1963 was a hell of a year; so much happened in this year, but it was also one of my best, all of it came as blessings in disguise, although at that time I didn't recognize them as such, but later looking back over my life I did realize this.

My deliverance came in March; then in April I was hospitalized and had surgery, while Chuck was at sea. In September I made a trip with my neighbor to Kansas to take her daughter to enroll in college there.

Bahia Honda State Park
photo by The Real Florida
On the way back; she was driving at the time, just as day was beginning to break she fell asleep at the wheel on the mainland end of the old Bahia Honda Bridge and wrecked her Volkswagen micro bus. 

There was a fairly steep embankment from the roadway down to the little pond that you can see in the photo. 

When she left the road she woke up and jerked the wheel, the vehicle flipped, and we rolled over two and a half times before we skidded to a stop, with the right side of the vehicle down, and driver's side up.

My children and I were in the back, I was laying on the back seat and they were sleeping on a mattress on the floor; we had removed the middle seat so we could put the mattress down for sleeping.

I had just dozed off, but I woke up when she left the road, I vaguely remember a big steamer trunk hitting me in the head and it knocked me unconscious.

When I regained consciousness two brothers on an early morning fishing trip had seen her headlights where there should not have been any lights and had stopped to investigate and help us; they were first to stop.

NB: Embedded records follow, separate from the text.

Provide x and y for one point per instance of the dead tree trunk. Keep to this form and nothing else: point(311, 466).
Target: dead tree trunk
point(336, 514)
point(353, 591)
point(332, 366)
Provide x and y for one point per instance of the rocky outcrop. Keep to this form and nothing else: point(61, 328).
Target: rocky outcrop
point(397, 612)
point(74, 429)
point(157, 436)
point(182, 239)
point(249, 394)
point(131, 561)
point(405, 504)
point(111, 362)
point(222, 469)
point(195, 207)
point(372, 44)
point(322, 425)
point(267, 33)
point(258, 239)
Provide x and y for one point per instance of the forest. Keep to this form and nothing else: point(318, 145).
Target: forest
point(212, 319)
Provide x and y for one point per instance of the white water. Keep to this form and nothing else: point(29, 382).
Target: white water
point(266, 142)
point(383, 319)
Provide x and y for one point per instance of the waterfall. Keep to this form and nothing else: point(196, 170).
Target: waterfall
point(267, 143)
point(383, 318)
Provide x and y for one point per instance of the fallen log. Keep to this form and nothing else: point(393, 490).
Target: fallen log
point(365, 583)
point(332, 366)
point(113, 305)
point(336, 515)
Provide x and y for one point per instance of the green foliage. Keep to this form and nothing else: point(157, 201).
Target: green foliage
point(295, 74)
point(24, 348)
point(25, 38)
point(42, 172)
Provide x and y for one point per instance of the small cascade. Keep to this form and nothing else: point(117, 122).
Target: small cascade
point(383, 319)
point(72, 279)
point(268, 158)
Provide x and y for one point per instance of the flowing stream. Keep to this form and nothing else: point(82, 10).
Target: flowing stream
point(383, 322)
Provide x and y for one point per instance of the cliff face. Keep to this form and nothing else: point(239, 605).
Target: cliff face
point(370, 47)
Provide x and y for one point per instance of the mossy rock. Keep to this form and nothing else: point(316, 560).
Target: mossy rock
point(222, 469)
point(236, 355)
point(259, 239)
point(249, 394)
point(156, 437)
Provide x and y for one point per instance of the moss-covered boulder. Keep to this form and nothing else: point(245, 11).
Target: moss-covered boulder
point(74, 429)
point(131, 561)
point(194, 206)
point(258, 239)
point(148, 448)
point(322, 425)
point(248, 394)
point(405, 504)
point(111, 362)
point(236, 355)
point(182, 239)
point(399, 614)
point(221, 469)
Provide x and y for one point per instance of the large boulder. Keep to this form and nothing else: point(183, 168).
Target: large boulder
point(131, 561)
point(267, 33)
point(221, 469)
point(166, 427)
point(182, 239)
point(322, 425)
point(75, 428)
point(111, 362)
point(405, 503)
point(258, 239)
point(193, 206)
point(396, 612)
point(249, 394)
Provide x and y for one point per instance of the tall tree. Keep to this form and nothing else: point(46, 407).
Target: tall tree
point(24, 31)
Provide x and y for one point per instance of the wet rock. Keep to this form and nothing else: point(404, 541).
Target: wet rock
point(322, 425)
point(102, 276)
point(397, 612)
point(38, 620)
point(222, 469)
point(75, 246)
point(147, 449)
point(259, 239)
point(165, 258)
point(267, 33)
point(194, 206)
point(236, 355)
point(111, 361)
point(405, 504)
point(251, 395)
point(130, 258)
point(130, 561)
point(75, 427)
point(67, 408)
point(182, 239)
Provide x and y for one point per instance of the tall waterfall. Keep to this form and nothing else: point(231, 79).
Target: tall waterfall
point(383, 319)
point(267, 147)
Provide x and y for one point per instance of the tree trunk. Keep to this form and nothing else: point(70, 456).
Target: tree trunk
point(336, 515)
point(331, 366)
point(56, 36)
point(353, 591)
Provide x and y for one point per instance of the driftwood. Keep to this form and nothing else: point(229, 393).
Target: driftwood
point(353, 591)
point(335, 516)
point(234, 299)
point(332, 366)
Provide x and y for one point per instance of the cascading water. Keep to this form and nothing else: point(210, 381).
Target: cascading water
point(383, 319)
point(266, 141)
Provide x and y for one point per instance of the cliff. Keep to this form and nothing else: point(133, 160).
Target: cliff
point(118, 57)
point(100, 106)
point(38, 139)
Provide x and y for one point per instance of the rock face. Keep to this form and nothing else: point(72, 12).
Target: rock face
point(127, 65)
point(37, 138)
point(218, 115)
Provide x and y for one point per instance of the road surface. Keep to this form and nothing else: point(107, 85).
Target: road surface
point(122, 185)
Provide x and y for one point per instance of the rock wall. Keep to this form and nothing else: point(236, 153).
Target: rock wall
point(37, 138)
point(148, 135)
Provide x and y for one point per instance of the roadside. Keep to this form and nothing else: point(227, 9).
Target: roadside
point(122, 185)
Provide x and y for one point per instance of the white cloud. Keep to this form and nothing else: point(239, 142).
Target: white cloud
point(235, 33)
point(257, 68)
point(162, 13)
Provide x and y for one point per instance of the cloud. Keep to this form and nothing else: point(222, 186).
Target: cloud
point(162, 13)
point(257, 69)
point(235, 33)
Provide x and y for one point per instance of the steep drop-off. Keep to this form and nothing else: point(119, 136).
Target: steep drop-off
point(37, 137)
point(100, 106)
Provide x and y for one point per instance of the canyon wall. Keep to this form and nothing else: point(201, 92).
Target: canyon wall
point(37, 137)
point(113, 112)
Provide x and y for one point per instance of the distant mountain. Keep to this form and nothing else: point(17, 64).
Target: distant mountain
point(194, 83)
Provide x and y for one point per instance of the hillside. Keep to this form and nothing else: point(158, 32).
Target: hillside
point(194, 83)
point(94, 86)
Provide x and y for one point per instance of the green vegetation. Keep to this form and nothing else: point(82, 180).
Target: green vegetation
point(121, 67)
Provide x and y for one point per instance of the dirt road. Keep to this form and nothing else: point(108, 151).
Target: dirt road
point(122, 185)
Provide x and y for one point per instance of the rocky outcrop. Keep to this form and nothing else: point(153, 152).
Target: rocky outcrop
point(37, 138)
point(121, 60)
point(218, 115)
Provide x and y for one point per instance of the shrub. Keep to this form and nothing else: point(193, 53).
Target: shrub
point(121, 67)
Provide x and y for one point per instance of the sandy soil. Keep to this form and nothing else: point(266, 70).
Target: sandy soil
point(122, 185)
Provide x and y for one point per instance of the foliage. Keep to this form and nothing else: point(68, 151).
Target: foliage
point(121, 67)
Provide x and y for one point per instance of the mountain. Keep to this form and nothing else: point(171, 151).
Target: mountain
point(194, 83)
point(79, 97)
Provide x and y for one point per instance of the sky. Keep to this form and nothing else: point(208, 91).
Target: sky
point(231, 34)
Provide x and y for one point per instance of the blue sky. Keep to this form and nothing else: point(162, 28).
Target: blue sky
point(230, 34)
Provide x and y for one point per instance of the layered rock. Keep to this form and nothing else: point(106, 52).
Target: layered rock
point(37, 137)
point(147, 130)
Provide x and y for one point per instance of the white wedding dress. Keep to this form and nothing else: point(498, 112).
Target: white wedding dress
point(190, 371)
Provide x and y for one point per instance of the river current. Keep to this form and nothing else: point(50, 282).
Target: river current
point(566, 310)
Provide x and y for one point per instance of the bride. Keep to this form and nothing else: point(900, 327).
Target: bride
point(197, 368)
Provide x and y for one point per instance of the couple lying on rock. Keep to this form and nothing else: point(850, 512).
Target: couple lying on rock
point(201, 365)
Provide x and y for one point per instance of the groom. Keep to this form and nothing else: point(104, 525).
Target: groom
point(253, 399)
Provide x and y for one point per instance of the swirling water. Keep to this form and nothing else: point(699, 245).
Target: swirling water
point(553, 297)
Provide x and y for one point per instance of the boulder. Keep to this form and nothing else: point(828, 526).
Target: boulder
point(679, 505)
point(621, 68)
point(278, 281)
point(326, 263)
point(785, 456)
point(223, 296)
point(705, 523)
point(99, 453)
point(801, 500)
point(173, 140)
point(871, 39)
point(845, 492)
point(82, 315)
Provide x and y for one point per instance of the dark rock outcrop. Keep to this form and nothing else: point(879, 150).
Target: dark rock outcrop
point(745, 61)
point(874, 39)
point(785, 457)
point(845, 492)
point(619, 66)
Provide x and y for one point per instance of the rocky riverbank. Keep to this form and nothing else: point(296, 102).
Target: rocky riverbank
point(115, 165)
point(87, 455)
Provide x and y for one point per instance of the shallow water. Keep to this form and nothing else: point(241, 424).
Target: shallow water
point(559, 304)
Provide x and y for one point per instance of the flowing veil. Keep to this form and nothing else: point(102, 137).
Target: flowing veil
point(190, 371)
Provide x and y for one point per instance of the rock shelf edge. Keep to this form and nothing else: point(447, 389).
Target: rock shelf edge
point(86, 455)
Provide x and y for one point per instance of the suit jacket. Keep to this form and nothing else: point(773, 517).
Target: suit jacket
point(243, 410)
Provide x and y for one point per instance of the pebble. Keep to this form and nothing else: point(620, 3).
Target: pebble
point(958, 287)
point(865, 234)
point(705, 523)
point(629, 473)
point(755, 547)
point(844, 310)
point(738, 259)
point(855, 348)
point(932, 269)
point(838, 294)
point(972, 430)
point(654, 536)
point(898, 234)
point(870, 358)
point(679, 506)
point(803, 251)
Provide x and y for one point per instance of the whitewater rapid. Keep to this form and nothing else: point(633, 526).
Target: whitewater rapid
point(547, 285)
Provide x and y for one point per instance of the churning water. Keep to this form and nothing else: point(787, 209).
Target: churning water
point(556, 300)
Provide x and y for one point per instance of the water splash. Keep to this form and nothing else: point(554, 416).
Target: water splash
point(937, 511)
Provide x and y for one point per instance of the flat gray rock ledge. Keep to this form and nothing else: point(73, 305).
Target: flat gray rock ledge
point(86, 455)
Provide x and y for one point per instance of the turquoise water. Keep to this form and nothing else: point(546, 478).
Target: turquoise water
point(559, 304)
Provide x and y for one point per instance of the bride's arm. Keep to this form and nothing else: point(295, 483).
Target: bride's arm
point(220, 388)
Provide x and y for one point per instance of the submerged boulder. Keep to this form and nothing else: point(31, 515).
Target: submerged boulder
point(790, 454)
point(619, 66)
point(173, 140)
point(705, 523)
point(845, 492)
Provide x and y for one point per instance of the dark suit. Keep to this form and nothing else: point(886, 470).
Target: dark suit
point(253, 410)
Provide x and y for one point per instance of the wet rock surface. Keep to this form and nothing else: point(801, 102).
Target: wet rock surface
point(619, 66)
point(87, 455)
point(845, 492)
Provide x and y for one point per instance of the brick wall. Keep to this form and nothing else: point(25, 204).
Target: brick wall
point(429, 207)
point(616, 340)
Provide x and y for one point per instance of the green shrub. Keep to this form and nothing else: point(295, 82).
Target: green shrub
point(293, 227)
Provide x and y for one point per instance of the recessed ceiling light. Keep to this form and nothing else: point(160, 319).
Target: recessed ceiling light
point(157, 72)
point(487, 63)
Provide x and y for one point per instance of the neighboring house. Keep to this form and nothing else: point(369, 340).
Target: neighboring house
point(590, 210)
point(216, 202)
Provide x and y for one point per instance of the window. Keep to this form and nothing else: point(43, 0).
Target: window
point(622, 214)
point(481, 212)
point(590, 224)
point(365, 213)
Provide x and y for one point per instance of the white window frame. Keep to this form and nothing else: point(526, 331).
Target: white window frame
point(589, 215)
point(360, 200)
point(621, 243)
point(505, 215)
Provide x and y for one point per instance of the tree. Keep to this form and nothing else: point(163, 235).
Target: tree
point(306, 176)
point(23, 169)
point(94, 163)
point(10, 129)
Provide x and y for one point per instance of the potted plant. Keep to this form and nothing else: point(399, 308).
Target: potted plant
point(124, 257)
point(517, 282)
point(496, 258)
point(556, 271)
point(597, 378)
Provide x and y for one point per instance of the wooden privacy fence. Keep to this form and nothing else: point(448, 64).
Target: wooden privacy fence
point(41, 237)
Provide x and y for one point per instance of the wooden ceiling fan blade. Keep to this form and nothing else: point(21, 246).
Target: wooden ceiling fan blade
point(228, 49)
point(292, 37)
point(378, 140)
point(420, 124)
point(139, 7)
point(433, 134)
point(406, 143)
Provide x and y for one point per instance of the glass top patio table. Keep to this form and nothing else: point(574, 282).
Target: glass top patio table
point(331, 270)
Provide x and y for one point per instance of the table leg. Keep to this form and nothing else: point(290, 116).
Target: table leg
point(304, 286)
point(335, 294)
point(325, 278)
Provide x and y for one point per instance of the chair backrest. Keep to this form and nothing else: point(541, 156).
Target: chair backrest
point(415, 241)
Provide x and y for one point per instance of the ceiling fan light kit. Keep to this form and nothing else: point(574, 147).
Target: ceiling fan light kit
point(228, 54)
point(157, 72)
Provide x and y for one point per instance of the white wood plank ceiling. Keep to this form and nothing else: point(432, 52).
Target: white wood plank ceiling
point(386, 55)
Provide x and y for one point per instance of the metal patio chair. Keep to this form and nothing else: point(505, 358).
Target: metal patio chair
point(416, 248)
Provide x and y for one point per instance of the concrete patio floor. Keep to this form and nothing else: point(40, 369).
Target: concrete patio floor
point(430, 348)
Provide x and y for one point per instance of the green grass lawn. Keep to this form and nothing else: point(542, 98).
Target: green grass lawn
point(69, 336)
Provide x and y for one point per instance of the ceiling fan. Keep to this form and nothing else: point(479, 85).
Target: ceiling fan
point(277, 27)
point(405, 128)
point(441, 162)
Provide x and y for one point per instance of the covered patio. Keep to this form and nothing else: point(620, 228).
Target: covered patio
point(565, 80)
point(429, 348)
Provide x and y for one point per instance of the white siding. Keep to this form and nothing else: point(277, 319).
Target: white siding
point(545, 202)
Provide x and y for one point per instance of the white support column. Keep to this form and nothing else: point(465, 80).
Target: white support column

They got my children out to safety and then helped me out, but they could not help Maxine, one of her legs was threaded through the steering wheel and the other knee was jammed into the dash. When the emergency crew arrived they had to cut her out.


We were taken by ambulance to Fisherman's Hospital in Marathon because it was the nearest. The Highway Patrolman took my children to the hospital in his car. 


Chuck was called and while I was still conscious I asked them to call Bobbie Hickman who lived in Marathon, to come and take care of my children till Chuck arrived because it would be at least another hour and a half before he could get there.

There were several places on my body where I had no skin left, and the Dr’s at Fisherman's had conferred with the Orthopedic specialist in Miami and told Chuck I would never walk again due to Compressed fractures; three upper and two lower, and the severe trauma to my spine.

Every moment
 that I was conscious I was praying; asking God to heal me. We were later transferred by Navy ambulances to the U S Naval Hospital in Key West, and seventeen days later I walked out of the hospital. I was in a full metal body brace, but thank God I walked out and I am still walking.

One thing that really touched my heart was Chaplin Reese, from the Boca Chica Naval Air Station read about the wreck involving two Navy wives in the newspaper and he made that 110 mile round trip every day for fourteen days to come and visit and minister to us, and he didn't know us from Adam, till he came. 


Neither of our husbands were stationed at Boca Chica, they were both attached to the main Navy Base in Key West. I think this was the first time I had ever experienced the love of God in action, and I knew it at the time. As long as Chaplin Reese was stationed at the Chapel at Boca Chica; Chuck and I took our children to the services there.


I had my first meltdown of emotion when the two Hospital Corpsmen and the two Navy nurses walked in to transport us back to Key West, I was so happy to see Navy uniforms again! 

I had two years of physical therapy three times a week before I could finally take that metal body brace off and walk free. I also had the best Orthopedic Dr. at the Navy hospital, Dr Benivedes.